The chef from Diverxo made a plea for creative freedom in haute cuisine after listening to culinary possibilities of an Artificial Intelligence tool that predicts gastronomic trends in the global market in real time.
Artificial Intelligence at the service of cooking is starting to become a reality and Reale Seguros Madrid Fusión 2020 is not indifferent to this. On this occasion, it’s been all about the presentation of the gastronomic uses of an IBM and Siro Foods tool based on a database. “It’s the result of compiling the opinions expressed on the Internet about a product or a technique in order to interpret future trends”, its creators explained.
“A tool with huge potential but that we must combine with our peculiarities, with what we are, with the territory that we defend”, Fernando Sáenz (DellaSera, Logroño) said, the man known as the best ice-cream maker in Spain who was also on stage. “An interesting application if used to make the big (food) industry business more sustainable, and more healthy, but it’s an application that those of us who form part of this bastion as creators cannot use”, Dabiz Muñoz (DiverXo, Madrid) concluded.
The chef from Madrid, in view of the potential of a tool that may mark the future tastes of diners, came out in defence of the collective. “Those of us in haute cuisine and creative cooking shouldn’t use it. We are one of the last free strongholds, based on human talent and personal talent. We cannot dehumanize cooking like this”, he explained before the audience that packed the auditorium in Ifema pavilion 14 burst into applause. “At my restaurant –the chef from Diverxo added-, I even explain new tastes and new perceptions to my customers, so we cannot really go in for major trends”.
“The best restaurants and the best ice cream parlours, are the ones that don’t follow trends, and are the ones that are linked to talent”, Muñoz concluded. He could have been Sáenz. The Riojan, however, qualified this: “We can use these trends, to know what people like, in order to combine it with what we are”.

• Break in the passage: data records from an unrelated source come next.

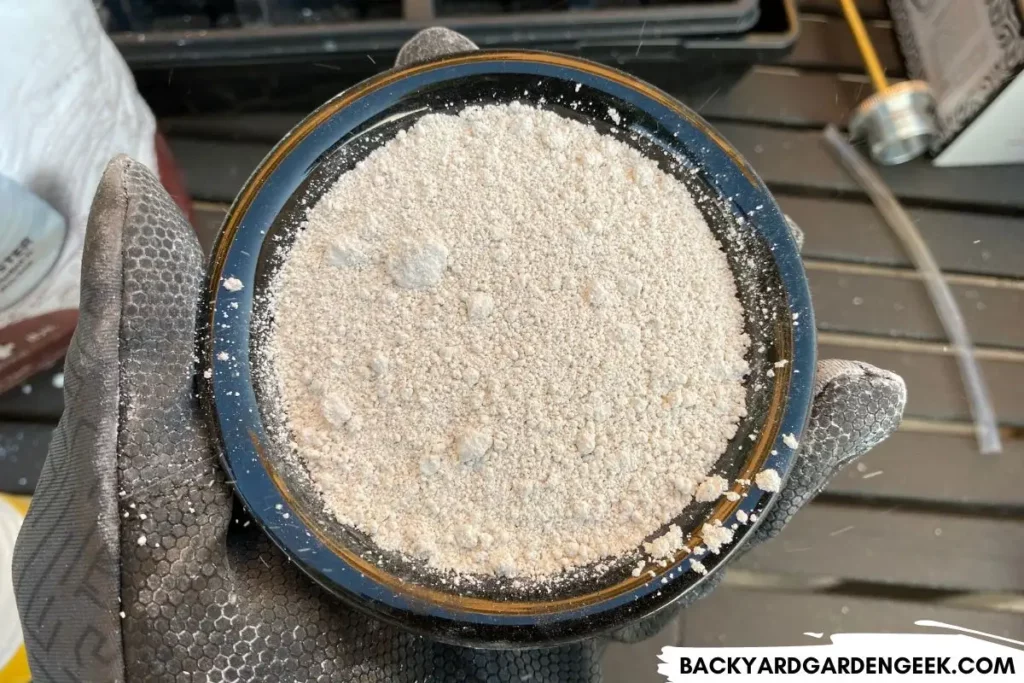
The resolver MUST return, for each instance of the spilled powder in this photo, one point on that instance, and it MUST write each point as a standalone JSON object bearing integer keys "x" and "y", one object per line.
{"x": 507, "y": 344}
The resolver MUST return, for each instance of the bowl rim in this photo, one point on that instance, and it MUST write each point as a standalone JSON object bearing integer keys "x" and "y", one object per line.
{"x": 231, "y": 406}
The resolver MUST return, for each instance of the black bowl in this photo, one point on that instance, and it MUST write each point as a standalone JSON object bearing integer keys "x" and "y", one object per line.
{"x": 265, "y": 217}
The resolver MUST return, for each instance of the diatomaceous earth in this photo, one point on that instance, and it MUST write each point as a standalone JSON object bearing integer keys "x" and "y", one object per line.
{"x": 507, "y": 344}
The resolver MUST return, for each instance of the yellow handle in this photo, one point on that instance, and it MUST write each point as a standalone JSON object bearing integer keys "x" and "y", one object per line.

The creators of the tool looked on and understood. Juan Carlos Martínez and Carolina Martín, from the R+D department at Siro Foods, had explained the benefits of a tool –created together with IBM- “that places customers’ future trends at the service of chefs, trends that emerge from the freely expressed opinions that customers have written and spread in blogs and social networks, without the pressure exerted by opinion surveys”, they explained. “The tool is an international gossip item of the feelings expressed by diners”, the president of Madrid Fusión, José Carlos Capel, who was also on stage, pointed out.
Future trends according to the Siro Foods tool
For the moment, in a preliminary study, Martín and Martínez revealed that, “we can point out some of the tastes of the public as far as food and gastronomy are concerned”. “In Europe we are and will be concerned about sustainability, so that kombu or spirulina are popular. So are hemp, kombucha and tempe, as well as the use of crickets that, although it’s difficult because of the cultural clash, the public values because they are sustainable. We predict that they will set a trend”.
On the other hand, as a curiosity, they explained that in Europa snake meat, kimchi or sugar aren’t setting trends, “it’s being replaced more and more”.
In other parts of the world, in Oceania, for example, according to the study by Siro Foods fusion cuisine and Asian ingredients are popular; they like sriracha and they love fermented products, but not cumin, which is not trendy. In Asia, as a final example, American ingredients like pink guava or taro root, Sichuan peppers, and in general, sweet textures are trendy; among other things, honey and mustard, are not.